Retirement Isn’t a Disengagement from UCSF, But Rather a Shift in the Relationship
As part of the University of California community of retired staff and faculty members, these groups carry on academic activities, volunteer on their campuses and in their communities, and provide generous donations.
The UCSF Emeriti Faculty Association and the UCSF Retirees Association have active boards and members. Take advantage of services and benefits offered by the groups.
Two published surveys sponsored by the Council of UC Retirees and UC Emeriti Associations found that retired UC employees have productive and engaged lifestyles. As one respondent said, “retired from working but not from living.”

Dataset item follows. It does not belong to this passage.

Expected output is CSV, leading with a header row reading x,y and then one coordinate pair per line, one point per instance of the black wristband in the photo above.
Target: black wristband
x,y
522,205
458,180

These surveys suggest that UC retirees are very active and valuable resources and that there is considerable potential for the University to use the UC retiree organizations to make greater use of retirees’ time and talents. UC retirees are reimagining and redefining their lives to make a difference, and many do so while acting as ambassadors, advocates, and assets for the University of California.
Statewide, the collective ongoing work of emeriti faculty members produces an amount of research equivalent to an entirely separate UC research university, according to the Council of University of California Emeriti Association’s survey titled “A Virtual 11th Campus.”
University retirees and emeriti also contribute to their communities as volunteers in cultural and educational organizations. Statewide, 63 percent of UC retirees reported performing volunteer work in their communities, a rate more than twice as high as is typical for retirement-age populations.